E’ difficile dire quello che si muove nel ventre di Milano. E’ evidente però che dalla grande crisi della Capitale, Milano cerca di staccarsi. Il capoluogo lombardo cerca cioè di contenere la lotta delle tribù romane, diventando sempre di più qualcosa che si aggancia all’Europa piuttosto che all’Italia. Non nel senso secessionista o separatista, ma nel senso del distacco dalla contaminazione e dal disfarsi della statualità repubblicana e dell’istituzione curiale della Chiesa. Tutto questo avviene in un mondo dove le paure prevalgono.
A che cosa si riferisce in particolare?
Non è casuale che soffi un vento di destra nelle elezioni europee. Un vento che non è caratterizzato dalla volontà di risolvere i problemi, quanto dal condensarsi e dallo stratificarsi di paure su paure.
A Roma e Milano l’M5s può riuscire ad avvantaggiarsi di questo disfacimento?
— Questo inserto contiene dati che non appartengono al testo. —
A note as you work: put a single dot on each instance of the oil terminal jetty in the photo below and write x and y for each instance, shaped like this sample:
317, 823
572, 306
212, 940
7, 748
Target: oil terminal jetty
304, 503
L’M5s continua a mantenere una rendita di posizione che ha costruito negli ultimi anni. Più sono in disfacimento gli altri e più c’è bisogno di un collettore nel quale confluiscono le rabbie, le ribellioni, le proteste, il disgusto. Il tentativo dei 5 Stelle è quello di prendere questo disgusto, questa ribellione e questo antagonismo diffuso a tutti i livelli, fino a quelli individuali, e di cercare di istituzionalizzarlo. A un certo momento l’M5s si troverà di fronte a un nuovo problema: non riuscirà più a istituzionalizzare la ribellione.
Rodolfo Sabelli (Anm) ha denunciato una “consapevole strategia di delegittimazione dei magistrati”. Si ripropone con Renzi lo stesso problema che c’era con Berlusconi?
La magistratura non è contro un governo o un altro governo, perché sente che il potere esecutivo non è un suo interlocutore. La magistratura tende a rinchiudersi in una nuova ridotta di difesa, cioè in un’autonomia che se non è corporativa poco ci manca. Quando all’inizio degli anni 90 la magistratura era in lotta con il potere politico, aveva quantomeno di fronte a sé un interlocutore che non era ancora imploso e disfatto. Molte analisi oggi sono fatte sulla base di categorie di pensiero che non ci sono più. A dominare è il disfarsi della struttura unitaria dello Stato e della sua solidità politica, economica e sociale.
In questo disfacimento quale ruolo gioca il potere economico?
Il potere economico nazionale è vittima di questo disfacimento. Non a caso le imprese non chiedono agevolazioni e incentivi, ma sperano piuttosto che cambi il clima. E il clima è il frutto di una stabilità politico-istituzionale della società.